API Documentation can be found at [https://hexdocs.pm/basefiftyeight/B58.html](https://hexdocs.pm/basefiftyeight/B58.html).

## Why

There are several Elixir Base58 libraries as well as implementations buried in Bitcoin, IPFS, and other technologies that use Base58. I reviewed many of these libraries, Benchmarked them, and tested them. No, I will not name names.

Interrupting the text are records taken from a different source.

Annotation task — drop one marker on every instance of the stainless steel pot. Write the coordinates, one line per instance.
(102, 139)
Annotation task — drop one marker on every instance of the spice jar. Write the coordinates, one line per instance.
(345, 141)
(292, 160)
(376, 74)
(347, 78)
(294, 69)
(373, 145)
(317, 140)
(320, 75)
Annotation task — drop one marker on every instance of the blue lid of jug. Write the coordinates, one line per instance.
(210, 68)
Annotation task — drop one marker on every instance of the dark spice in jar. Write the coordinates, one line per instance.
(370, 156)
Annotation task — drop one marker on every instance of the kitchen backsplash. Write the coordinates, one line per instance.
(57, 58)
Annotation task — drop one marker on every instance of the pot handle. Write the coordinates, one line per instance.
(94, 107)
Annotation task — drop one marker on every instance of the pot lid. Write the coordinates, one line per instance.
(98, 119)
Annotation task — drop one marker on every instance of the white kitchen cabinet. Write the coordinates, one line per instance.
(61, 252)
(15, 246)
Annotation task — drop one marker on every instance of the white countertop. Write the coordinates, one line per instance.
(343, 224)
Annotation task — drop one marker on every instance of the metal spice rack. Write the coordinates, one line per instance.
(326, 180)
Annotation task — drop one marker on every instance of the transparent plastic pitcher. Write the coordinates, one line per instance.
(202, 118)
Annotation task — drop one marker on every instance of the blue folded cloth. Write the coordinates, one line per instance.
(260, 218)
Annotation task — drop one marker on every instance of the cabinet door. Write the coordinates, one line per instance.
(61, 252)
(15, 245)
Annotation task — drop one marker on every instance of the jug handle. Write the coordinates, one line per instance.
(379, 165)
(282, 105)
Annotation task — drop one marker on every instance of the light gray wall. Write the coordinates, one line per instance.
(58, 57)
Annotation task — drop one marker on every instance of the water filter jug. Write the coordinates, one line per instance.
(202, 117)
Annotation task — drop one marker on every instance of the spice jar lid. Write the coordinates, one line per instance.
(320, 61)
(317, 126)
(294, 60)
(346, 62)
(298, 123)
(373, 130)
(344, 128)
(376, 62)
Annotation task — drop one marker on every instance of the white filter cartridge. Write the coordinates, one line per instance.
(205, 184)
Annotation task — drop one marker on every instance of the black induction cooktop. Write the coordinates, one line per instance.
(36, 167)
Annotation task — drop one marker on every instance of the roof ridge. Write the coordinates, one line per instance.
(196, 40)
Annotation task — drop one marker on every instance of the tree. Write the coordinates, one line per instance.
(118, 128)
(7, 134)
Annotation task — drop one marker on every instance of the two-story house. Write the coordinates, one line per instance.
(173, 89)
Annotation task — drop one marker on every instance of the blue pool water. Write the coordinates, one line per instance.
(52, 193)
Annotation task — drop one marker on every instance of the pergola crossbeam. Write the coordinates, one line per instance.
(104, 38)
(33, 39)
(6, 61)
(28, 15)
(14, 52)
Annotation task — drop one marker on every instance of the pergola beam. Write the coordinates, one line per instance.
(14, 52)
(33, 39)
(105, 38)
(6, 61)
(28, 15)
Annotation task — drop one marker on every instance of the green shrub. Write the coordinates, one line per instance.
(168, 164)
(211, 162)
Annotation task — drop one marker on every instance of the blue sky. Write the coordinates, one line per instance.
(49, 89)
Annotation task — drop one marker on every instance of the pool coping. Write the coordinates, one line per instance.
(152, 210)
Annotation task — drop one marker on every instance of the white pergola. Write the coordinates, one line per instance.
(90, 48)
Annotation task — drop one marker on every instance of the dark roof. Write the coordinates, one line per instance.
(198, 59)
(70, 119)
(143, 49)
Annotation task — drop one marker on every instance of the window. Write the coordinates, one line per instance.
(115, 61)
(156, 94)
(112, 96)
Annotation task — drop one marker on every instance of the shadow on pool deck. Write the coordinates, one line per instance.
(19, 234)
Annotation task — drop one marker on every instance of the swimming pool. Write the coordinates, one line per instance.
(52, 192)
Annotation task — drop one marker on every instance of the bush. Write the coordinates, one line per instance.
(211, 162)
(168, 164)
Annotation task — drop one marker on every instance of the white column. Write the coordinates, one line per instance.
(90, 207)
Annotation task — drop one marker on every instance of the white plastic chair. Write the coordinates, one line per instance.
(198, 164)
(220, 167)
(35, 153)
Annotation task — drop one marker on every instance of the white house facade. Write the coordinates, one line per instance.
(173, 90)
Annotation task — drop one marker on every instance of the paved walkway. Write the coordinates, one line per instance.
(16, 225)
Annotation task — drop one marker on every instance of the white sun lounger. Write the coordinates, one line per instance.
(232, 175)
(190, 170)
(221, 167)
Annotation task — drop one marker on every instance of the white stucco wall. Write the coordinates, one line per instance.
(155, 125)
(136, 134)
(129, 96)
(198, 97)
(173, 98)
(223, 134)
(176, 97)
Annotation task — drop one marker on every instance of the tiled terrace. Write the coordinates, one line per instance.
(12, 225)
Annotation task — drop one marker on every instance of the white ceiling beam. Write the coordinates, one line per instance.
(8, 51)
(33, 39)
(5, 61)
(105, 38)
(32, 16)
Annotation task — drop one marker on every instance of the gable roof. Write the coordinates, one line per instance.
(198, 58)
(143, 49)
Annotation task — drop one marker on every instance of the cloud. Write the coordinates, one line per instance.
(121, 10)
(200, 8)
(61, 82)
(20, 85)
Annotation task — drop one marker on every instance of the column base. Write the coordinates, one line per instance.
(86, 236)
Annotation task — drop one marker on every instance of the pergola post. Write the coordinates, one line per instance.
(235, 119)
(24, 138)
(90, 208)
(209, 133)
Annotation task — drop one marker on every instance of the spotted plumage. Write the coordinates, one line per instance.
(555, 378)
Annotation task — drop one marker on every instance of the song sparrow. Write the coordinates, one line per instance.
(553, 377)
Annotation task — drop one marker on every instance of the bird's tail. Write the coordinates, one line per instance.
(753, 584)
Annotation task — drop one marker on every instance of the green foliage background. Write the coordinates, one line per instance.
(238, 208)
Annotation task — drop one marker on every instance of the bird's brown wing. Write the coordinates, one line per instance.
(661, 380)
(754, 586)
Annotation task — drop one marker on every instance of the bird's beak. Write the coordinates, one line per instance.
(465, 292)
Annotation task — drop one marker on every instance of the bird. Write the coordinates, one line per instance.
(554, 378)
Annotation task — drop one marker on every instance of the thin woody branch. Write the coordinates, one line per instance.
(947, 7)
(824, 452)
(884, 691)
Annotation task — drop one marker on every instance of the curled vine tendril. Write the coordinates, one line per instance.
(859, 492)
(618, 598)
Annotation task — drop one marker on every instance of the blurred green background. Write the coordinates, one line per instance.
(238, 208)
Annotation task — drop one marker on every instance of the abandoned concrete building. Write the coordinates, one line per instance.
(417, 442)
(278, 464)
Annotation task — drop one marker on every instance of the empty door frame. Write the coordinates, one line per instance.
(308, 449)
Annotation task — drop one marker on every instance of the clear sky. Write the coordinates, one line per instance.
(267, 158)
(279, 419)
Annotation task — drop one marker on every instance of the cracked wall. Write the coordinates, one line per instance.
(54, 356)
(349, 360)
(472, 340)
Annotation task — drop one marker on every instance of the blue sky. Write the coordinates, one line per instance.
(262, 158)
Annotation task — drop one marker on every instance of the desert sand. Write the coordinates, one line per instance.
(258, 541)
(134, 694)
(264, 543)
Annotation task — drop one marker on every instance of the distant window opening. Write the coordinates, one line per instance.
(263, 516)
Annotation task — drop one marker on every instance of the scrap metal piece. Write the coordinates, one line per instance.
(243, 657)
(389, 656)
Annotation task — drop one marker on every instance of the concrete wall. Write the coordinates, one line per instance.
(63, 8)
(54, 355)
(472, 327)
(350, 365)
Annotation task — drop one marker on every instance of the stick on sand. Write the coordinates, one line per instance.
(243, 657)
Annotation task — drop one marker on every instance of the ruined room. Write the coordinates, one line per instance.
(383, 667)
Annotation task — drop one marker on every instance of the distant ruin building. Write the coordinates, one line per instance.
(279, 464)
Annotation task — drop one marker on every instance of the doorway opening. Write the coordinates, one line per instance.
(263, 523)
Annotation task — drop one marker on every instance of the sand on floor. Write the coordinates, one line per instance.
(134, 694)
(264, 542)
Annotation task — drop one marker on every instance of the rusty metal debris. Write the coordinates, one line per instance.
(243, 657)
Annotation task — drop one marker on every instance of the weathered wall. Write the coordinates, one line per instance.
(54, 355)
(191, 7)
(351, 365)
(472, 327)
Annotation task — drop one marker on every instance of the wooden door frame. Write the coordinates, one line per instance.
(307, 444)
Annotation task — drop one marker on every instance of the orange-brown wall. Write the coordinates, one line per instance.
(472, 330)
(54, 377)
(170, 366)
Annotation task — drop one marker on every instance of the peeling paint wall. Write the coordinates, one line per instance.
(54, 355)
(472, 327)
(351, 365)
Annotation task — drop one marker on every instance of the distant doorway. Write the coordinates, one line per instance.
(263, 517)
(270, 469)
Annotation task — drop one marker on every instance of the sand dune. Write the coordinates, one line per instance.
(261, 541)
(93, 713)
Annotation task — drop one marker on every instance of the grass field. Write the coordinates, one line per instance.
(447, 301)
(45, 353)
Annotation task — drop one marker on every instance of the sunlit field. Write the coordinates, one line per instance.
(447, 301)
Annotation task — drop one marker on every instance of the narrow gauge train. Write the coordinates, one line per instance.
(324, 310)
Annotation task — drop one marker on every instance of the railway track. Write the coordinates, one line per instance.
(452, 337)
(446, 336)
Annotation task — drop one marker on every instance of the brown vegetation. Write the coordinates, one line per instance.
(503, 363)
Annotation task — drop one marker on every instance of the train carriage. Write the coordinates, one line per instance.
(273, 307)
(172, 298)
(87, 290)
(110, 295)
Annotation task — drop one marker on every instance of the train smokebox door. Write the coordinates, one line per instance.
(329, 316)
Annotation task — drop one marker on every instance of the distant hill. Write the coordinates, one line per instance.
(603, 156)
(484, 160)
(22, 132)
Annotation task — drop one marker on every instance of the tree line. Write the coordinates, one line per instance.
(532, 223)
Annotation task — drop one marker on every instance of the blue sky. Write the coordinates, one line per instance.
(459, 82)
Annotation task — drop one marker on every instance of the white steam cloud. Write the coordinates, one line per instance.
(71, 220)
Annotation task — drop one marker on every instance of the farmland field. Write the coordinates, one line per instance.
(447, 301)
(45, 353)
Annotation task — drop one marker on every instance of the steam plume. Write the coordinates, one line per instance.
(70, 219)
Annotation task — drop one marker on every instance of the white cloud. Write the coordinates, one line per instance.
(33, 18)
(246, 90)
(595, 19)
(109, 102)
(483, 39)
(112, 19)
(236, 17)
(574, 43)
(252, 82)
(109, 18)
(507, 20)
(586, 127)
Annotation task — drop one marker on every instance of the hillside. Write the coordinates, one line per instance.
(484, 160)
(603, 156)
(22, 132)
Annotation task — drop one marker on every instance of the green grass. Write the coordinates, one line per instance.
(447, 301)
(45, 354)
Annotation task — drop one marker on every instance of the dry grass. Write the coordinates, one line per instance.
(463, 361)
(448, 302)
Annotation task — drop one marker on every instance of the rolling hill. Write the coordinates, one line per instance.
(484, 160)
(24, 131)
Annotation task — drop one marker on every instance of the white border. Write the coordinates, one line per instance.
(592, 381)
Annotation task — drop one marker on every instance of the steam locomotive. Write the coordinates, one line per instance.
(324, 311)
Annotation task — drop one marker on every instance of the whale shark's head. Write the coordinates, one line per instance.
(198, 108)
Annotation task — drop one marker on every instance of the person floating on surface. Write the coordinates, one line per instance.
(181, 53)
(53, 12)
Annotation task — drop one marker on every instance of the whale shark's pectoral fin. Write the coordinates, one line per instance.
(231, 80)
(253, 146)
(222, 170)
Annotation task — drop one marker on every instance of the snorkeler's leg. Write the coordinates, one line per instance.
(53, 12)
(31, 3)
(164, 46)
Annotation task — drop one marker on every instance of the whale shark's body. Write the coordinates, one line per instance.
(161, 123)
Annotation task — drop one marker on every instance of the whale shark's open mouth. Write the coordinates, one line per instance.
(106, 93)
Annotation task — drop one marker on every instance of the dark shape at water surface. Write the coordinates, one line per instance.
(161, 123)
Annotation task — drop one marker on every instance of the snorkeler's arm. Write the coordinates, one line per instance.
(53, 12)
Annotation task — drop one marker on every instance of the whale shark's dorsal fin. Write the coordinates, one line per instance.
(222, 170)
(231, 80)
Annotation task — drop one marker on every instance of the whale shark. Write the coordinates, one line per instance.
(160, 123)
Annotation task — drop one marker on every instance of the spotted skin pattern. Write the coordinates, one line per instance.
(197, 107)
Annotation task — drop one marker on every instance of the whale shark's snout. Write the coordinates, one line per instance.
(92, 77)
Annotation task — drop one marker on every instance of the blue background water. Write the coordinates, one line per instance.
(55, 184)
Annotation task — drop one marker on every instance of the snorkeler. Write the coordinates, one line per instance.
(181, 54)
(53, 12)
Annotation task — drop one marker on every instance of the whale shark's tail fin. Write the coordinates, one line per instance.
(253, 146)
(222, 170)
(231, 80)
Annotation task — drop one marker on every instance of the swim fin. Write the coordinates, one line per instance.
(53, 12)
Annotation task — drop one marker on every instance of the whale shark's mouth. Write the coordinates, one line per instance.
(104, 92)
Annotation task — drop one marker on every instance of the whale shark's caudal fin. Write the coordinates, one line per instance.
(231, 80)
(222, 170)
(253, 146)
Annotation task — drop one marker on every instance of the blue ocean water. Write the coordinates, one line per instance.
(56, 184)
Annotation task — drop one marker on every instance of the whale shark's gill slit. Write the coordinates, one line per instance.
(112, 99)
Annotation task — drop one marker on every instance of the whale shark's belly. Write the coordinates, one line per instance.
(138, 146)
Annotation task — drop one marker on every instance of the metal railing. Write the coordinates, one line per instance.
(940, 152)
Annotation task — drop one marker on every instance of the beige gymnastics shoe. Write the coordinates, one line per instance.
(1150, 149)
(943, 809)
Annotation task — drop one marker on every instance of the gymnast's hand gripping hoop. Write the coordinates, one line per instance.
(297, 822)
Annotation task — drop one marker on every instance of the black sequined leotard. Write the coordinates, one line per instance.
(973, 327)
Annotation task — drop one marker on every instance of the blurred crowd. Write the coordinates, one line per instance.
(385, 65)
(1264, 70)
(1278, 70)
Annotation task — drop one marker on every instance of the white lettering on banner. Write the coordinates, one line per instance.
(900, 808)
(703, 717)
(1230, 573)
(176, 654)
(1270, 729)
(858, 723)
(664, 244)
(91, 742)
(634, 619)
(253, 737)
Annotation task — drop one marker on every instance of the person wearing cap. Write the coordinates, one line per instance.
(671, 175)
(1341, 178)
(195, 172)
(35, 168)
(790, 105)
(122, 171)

Among the many issues across implementations and languages I consistently identified included:

* Conversions of characters and codes that were O(n) or worse
* Lack of support for 0-prefixed binaries or incorrect handling
* Leading zeroes cause bugs in alternative alphabets if added to many implementations with naive assumptions about decoding
* Weird assumptions about input and output formats that do not match real-world use-cases
* Unnecessary binary allocations
* Unoptimized binary handling
* Compiling with `ERL_COMPILER_OPTIONS=bin_opt_info` listed additional issues in some cases
* Limited alphabet support
* I require the ability to support multiple with easy extensibility
* I do not want call overhead passing in an alphabet that must be parsed at runtime
* Unable to round-trip encoding and decoding, i.e. bugs
* Lack of or incorrect Base58 check encoding, including failure to round-trip
* Obtuse or inconsistent APIs that worked with types that add overhead or don't make sense for fast encoding/decoding
* NIF dependencies - I want a clean VM for things that can be done in Elixir, not to mention some of these approaches were actually slower
* General performance issues
* Caused by binary handling, concatenation, abuse of Enum/List (find, find_index, at, etc.) on binaries, failure to leverage TCO, etc.
* Overflow issues
* Typically caused by using built-in pow function
* Incorrect conversions
* Integers becoming floats, for example as a result of not using integer division
* Many libraries only implement one of encoding or decoding, I need both ways
* Input and output ambiguity
* Lack of clarity and documentation regarding if the expectation is a hex encoded string, a utf-8 binary string, or something else
* Some libraries encode one way and decode another, creating further confusion
* Some libraries try to be "smart" and try/fail with hex encoding, which adds unnecessary overhead
* Base58Check libraries conflate regular binaries with versioned binaries or do not specify which the library is accepting

Rather than trying to resolve all these issues via pull requests and possibly asking authors to further extract code, I decided to create a clean implementation that is closer aligned to the existing `Base` module in Elixir's core.

## Goals

* Use best practices handling binaries and large numbers
* Avoid extra memory allocations and overhead when possible and within reason
* Consistent performance behavior for long and short binaries
* Avoid external dependencies
* Keep API as consistent as possible with existing Elixir core `Base` module
* Minimize runtime pattern-matching overhead for encoding and decoding, especially with different alphabets
* Avoid making code overly generic at the expense of runtime performance, instead look to compile-time solutions
* Ensure adding new alphabets is reasonably painless
* Create functions with documentation
* Avoid generating functions that can't easily be documented without compile-time annoyances such as extra loops for macro fragments to please the doc gods
* Be pragmatic
* Accept some sugar trade-offs where benchmarking shows negligible performance impacts

## Issues

Please see the [FAQ](docs/FAQ.md) in the `docs` folder before filing an issue. Further, there is a discussion of common issues and concerns there.